An idea occured to me (might not be great).
Whether we can extract data to a file using tpt or fexp in parts and load this file to HDFS cluster using proper delimiter ?
If yes, can i just go amp wise.
thats to say if i extract using below query.
SEL * FROM databasename.tablename HASHAMP(HASHBUCKET(HASHROW(indexcolumns)) =ampnumber
(mine is a 250 amp architecture)
Or if we have any faster way to move data from teradata to hadoop.
Please share the same
Could you share if the resoures bottleneck is on Teradata?
If it is on Hadoop, who cares :-)
Can you please provide additional information such as
PLease find the details below.
Is this a one time activity? -- Yes
Is Teradata and Hadoop on the same network? -- Believe its in the hadoop side
What kind of Teradata extraction tool are you using? (any throttles on utilities) -- Normal Scooping which hits an export
What bottlenecks are you seeing? -- slowness in loading, the teradata end is quick and responsive when we directly write to a file.
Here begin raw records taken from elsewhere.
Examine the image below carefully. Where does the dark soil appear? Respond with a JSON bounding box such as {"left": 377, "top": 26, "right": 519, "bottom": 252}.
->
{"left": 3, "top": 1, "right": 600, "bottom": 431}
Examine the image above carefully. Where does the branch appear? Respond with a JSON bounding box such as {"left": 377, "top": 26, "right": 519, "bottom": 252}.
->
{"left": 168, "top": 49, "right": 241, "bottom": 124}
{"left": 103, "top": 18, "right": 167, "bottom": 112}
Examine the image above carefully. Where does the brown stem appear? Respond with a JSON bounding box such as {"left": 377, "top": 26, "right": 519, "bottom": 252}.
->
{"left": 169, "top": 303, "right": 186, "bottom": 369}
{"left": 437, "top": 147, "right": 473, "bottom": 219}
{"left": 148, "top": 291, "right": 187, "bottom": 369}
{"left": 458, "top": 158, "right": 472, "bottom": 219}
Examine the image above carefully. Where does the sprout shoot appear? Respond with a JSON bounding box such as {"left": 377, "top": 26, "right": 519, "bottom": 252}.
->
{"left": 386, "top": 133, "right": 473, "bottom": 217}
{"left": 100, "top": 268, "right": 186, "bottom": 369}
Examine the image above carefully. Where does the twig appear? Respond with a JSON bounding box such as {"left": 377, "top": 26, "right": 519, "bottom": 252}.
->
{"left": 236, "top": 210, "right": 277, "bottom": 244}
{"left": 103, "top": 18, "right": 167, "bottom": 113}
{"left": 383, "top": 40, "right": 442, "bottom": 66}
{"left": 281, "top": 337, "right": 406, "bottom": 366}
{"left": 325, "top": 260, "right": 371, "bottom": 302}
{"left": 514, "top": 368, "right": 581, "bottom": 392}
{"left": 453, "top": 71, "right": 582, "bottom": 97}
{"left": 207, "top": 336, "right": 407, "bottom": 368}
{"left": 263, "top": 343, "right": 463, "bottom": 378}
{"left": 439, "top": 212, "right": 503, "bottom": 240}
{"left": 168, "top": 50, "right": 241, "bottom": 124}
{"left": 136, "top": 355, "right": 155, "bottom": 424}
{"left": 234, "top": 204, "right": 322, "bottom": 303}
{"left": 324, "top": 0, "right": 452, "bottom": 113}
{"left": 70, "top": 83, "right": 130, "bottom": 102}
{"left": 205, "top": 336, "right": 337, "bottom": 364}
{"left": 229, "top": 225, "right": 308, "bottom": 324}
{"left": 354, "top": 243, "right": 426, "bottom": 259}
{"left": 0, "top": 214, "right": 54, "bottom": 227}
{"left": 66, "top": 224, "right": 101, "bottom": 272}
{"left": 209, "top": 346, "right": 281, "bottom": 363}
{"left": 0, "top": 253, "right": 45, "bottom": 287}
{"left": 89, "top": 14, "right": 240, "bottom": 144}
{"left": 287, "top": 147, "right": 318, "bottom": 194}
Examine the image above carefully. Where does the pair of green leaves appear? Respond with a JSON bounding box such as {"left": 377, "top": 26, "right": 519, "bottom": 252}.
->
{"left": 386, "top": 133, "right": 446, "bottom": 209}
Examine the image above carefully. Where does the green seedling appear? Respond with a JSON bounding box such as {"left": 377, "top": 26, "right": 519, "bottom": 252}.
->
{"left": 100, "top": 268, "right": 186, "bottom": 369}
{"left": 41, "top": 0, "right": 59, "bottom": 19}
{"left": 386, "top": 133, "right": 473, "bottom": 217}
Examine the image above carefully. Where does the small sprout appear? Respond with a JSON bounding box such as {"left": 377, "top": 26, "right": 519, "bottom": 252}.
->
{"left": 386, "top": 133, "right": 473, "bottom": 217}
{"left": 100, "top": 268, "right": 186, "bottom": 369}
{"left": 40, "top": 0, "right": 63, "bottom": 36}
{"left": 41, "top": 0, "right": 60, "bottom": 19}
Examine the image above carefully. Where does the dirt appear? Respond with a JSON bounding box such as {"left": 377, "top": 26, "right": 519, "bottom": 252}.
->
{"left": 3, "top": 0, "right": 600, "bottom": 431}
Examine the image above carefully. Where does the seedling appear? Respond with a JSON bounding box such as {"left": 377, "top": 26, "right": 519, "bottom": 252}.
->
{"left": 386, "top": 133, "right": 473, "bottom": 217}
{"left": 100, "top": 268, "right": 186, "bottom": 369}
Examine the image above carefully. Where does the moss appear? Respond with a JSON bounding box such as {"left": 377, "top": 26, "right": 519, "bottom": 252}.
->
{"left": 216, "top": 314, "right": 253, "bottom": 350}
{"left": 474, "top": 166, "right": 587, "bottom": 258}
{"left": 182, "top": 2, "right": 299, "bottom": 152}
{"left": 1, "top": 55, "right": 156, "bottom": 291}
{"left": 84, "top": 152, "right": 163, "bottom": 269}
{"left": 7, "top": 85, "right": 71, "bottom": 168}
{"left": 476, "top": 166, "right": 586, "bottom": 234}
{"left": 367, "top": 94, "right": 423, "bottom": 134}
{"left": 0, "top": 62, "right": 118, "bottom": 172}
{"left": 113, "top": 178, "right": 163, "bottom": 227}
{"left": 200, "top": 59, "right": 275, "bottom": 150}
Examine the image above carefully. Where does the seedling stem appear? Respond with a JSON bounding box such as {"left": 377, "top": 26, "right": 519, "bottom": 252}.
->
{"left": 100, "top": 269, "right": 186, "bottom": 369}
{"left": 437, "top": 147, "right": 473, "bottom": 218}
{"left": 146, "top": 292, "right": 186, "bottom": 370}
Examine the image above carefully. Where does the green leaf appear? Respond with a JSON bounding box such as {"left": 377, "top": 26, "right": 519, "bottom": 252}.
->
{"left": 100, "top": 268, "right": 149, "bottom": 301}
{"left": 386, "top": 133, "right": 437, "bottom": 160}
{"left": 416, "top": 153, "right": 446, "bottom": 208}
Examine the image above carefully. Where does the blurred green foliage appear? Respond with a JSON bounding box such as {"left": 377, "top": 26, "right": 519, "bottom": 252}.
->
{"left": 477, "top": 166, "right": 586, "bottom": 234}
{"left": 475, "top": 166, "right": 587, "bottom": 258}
Is it during the extraction phase or load into HDFS? -- Majorly at loading end
Are you loading into any Hive Schema? -- Yes
Any Hive repository issues? -- NO, its an empty system , dedicated to us
Please share your DBS/HDP versions -- Teradata is 15.1 , HDP is the Horton Works latest release with tap2 frame work.
Agreed, its smooth at teradata end. Just wanted to see , if we can move the data faster.
As scoop is going to be time consuming.
I suggest you start engaging both Hadoop DBA (Not sure if they exist) and Teradata DBA's to troubleshoot this issue.
One thing that comes to mind will be to remove replication in Hadoop and set replicas to 1.